Concernant le second, je ne manquerai pas de me plonger dans ces ouvrages dès que je pourrai.
Enfin, pour le dernier point, je pense que si effectivement les directions générales sont d’autant défenseurs de la rationalité, c’est avant tout parce qu’elles sont en majorité dirigées par des polytechniciens, X et autres Mines. Et ces derniers voient la vérité principalement dans les indicateurs et ces fameux ROI si difficile à mesurer dans nos domaines. La communication interne reste souvent perçue comme étant “la voix de son maître”. C’est un long travail pour le communicant que de faire prendre conscience aux directions générales de l’importance de tous les points que j’évoquerai dans mes prochains billets et un long travail aussi que de réussir à se faire entendre. C’est à mon sens pour ces raisons que tant de communicants internes disent de leur métier qu’il n’est pas reconnu à sa juste valeur. Mais tout ça n’engage que moi. Ce sont des sujets sur lesquels on pourrait épiloguer des heures durant.
Cordialement.
09/10/2009
Pour ceux qui souhaitent en savoir plus sur l’école de la contingence, je vous invite à lire cet article : http://francace.blogs-de-voyage.fr/archive/2009/04/16/l-approche-par-la-contingence.html.

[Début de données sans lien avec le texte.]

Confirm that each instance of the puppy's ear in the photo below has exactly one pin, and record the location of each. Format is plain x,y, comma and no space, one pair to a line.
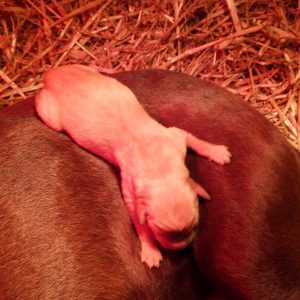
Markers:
199,189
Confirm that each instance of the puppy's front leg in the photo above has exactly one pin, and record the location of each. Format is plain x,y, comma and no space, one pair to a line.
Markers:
217,153
150,254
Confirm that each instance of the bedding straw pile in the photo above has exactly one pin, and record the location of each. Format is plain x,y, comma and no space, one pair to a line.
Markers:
251,47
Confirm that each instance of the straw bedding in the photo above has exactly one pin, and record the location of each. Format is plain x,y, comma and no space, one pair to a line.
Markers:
250,47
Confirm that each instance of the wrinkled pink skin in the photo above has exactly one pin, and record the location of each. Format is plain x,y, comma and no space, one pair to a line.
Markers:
103,116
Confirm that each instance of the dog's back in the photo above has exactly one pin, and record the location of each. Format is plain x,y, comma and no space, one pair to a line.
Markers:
65,233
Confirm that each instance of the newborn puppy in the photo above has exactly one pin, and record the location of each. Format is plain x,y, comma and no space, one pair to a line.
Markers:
103,116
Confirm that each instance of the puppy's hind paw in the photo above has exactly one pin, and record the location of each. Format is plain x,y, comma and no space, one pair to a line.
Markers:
151,256
220,154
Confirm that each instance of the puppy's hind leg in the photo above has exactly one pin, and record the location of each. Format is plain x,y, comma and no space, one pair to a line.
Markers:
217,153
150,254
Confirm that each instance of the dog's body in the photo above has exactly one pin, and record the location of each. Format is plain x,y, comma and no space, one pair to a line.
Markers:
65,233
103,116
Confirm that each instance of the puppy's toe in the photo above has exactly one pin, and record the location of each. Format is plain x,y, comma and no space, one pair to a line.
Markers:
151,256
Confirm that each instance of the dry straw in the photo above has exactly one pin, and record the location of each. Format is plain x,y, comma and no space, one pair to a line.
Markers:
249,47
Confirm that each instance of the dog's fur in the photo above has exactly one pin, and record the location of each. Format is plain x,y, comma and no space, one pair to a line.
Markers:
65,233
103,116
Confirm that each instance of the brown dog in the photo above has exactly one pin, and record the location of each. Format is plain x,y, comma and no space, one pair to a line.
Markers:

Et voici un résumé du premier livre cité par Loic et qui semble effectivement très intéressant : http://www.mollat.com/livres/les-nouvelles-approches-sociologiques-des-organisations-9782020685740.aspx
02/11/2009
La communication interne a encore du mal à se détacher de la DG parcd qu’elle en fait son territoire, or elle n’en maîtrise pas toujours les tenants et les aboutissants quand il n’y a aucun professionnel de ce domaine. Moi également ,je pense que c’est une orientation de la com qui n’est pas encore reconnu à sa juste valeur, surtout dans mon pays. Or, si l’on allie de manière systématique la communication interne au management, le résultat sera détonnant, surtout si l’on maitrise les enjeux de l’organisation.